SEMPRONIA, is such a very fury in the cause of virtue and decorum, that, first or last, nearly the whole sisterhood of her acquaintance has been lampooned by her tongue. So far from showing partiality to her own sex, nothing heats her temper and throws her into a fit of boiling rage, like the faults of women. Not to men

tion the abhorrence with which she ever speaks of the wretched victims of seduction, she is of purer eyes than to behold, in a female especially, even the least aberration from the path of propriety, without emotions of indignation and expressions of reproach. Frugal of praise, and liberal of censure, she speaks but little of those whose characters furnish no topics for scandal; whilst all her eloquence is employed in expatiating on faults, frailties, and follies. The truth of it is, there are very few whose garments are so white that she can discover on them no spots; and it is on the spots, rather than the fair parts, that she fixes her attention and bestows her remarks.

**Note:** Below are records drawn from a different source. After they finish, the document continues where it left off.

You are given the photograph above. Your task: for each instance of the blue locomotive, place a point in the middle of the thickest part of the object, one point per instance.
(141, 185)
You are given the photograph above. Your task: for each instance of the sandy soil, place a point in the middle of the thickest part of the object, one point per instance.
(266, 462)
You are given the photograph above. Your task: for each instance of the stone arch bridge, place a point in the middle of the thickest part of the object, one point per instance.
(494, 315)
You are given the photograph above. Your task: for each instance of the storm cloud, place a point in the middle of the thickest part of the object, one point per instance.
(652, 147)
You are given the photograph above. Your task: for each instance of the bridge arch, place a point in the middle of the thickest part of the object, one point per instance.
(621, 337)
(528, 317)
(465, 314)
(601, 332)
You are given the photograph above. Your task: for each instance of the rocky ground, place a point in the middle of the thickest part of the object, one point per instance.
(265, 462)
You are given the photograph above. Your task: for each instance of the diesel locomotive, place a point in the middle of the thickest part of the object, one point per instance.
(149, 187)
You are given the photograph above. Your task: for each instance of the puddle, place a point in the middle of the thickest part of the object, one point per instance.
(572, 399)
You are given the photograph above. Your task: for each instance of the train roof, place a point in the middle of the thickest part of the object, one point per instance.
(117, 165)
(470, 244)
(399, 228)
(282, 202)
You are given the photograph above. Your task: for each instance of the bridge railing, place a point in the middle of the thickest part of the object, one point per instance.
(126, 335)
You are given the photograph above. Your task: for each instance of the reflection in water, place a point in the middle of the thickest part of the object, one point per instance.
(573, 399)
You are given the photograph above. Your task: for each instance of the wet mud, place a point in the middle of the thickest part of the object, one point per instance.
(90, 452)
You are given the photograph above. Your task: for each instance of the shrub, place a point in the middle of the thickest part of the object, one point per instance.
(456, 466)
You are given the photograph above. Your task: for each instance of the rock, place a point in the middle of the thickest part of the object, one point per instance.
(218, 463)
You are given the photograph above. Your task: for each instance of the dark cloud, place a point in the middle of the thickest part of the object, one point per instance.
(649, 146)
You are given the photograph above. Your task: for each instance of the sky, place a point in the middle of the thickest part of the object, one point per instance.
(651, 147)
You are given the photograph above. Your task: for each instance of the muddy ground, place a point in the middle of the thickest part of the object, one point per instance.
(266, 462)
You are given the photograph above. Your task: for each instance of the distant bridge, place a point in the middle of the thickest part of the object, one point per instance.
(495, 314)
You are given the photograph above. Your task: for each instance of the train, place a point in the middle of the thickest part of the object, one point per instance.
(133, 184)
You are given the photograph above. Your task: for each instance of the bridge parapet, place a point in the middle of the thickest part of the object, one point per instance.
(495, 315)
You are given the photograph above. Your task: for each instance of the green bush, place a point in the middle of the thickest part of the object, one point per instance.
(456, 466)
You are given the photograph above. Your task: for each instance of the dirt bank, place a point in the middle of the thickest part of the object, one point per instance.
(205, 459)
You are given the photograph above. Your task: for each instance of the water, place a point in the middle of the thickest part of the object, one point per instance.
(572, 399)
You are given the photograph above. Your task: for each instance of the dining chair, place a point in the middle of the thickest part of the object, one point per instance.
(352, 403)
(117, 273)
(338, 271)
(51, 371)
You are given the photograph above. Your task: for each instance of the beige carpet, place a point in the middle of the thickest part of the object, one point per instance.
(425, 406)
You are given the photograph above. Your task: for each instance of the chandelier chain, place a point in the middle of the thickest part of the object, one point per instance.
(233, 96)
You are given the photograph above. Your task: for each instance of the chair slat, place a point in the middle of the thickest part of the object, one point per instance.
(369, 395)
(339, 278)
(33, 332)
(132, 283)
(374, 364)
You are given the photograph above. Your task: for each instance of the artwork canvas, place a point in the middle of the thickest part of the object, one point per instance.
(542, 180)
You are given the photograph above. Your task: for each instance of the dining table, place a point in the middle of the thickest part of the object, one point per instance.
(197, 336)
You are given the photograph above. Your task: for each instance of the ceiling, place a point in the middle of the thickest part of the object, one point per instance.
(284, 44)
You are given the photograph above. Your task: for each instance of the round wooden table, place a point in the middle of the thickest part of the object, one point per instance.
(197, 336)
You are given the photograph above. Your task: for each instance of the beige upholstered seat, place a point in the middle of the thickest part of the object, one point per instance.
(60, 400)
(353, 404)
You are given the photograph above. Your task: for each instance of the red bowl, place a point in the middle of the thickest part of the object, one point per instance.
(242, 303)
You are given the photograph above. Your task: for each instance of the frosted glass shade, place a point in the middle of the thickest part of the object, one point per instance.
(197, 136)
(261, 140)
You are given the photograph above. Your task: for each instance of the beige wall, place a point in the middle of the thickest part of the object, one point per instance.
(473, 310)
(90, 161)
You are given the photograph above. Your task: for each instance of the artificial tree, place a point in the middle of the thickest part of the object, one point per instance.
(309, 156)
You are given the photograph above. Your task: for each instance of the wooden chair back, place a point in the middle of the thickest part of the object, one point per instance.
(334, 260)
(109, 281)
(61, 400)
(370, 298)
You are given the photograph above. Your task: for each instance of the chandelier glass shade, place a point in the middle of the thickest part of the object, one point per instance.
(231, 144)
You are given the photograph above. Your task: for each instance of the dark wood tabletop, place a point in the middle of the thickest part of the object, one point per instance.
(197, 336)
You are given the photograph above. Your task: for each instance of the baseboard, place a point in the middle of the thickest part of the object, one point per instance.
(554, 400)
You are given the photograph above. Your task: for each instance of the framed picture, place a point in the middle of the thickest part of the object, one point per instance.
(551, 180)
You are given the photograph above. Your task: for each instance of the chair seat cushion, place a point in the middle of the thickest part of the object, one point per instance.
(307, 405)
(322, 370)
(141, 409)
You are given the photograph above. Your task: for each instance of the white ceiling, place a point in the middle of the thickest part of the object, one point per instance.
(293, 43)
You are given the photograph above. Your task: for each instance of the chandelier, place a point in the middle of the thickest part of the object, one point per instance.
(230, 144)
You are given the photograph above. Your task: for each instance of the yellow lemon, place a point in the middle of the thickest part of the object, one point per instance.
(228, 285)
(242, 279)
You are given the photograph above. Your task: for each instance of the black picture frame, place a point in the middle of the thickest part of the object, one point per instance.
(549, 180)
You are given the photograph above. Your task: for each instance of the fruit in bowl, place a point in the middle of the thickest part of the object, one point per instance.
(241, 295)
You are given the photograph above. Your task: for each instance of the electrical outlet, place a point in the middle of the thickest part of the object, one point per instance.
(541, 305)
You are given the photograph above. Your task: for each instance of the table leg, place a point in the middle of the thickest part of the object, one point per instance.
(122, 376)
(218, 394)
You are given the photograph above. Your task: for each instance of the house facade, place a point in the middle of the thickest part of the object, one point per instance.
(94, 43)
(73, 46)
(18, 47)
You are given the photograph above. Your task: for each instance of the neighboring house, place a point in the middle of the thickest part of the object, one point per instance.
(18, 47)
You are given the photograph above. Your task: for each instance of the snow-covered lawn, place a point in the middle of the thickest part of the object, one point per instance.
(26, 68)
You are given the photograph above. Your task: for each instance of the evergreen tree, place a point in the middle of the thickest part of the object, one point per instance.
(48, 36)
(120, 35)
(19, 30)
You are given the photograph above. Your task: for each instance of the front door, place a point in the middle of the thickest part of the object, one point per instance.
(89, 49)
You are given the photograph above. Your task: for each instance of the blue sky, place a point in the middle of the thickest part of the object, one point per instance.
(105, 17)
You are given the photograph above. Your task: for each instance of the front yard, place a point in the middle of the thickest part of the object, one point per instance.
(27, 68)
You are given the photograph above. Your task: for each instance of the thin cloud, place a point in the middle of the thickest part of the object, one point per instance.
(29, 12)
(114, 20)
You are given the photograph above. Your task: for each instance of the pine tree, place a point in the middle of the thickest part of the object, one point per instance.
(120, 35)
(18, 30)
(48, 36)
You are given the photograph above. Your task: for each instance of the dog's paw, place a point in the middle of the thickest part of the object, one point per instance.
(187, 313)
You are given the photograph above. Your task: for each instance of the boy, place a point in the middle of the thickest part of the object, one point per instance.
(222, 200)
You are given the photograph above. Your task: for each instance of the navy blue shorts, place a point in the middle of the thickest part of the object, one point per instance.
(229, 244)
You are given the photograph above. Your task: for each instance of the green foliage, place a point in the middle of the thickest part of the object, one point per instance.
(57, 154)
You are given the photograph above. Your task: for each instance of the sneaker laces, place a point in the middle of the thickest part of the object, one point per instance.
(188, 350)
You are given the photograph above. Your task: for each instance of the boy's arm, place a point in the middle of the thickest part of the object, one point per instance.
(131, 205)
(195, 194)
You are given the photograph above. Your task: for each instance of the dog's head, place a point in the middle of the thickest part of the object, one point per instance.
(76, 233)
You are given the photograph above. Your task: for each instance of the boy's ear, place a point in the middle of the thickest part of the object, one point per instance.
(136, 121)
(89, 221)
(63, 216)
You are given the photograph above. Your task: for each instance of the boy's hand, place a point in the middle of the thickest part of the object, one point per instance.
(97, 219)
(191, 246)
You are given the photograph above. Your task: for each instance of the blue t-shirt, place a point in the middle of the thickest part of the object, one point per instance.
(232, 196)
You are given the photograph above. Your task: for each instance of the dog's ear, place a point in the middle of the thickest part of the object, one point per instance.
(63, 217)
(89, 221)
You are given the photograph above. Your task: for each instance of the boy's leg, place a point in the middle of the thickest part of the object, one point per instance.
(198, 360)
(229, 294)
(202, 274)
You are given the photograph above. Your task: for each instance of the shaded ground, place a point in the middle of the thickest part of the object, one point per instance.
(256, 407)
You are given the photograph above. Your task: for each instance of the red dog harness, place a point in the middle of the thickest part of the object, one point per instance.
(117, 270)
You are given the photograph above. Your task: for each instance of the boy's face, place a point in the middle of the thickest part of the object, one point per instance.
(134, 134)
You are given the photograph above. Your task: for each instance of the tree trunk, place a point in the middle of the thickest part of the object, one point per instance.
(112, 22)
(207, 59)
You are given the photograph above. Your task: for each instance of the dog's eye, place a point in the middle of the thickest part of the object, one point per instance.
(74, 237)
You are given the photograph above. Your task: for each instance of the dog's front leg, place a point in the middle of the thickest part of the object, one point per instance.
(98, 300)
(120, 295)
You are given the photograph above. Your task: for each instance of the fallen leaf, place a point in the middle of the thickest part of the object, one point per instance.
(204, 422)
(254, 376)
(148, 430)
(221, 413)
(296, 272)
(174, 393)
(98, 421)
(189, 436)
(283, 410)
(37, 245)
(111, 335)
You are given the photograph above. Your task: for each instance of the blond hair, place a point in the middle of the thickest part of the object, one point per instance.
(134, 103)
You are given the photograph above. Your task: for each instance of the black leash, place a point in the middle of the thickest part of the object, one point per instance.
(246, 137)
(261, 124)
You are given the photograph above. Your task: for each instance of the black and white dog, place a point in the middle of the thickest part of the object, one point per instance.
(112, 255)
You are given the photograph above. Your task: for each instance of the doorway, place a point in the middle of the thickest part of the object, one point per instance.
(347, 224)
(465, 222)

Yet, after all, Sempronia is remarkably perpendicular in much of her conduct. Not for the world would she tell a downright, wilful, lie. She means to speak the truth and nothing else; but the truth she spices with a vengeance. Sour in nature, elated with an extravagant opinion of herself, jealous of qualities that threaten to eclipse her, and thinking her own excellencies will show to best advantage by displaying them in contrast with the foibles of other women, she no sooner finds that a female acquaintance has said or acted a little awry, than her passions are let loose, and she talks herself into a sore throat. In the meanwhile she mistakes her fastidiousness of humor for delicacy of taste,

and her censorious, irritable temper, for extreme sensibility.

Were one to admit the old absurd notion of our being born under some particular planet, or constellation, one could hardly help exclaiming, "What a pity that the birth of Sempronia, a woman of some very respectable qualities, instead of the constellation of the crab, had not been under the sweet influences of Pleiades!"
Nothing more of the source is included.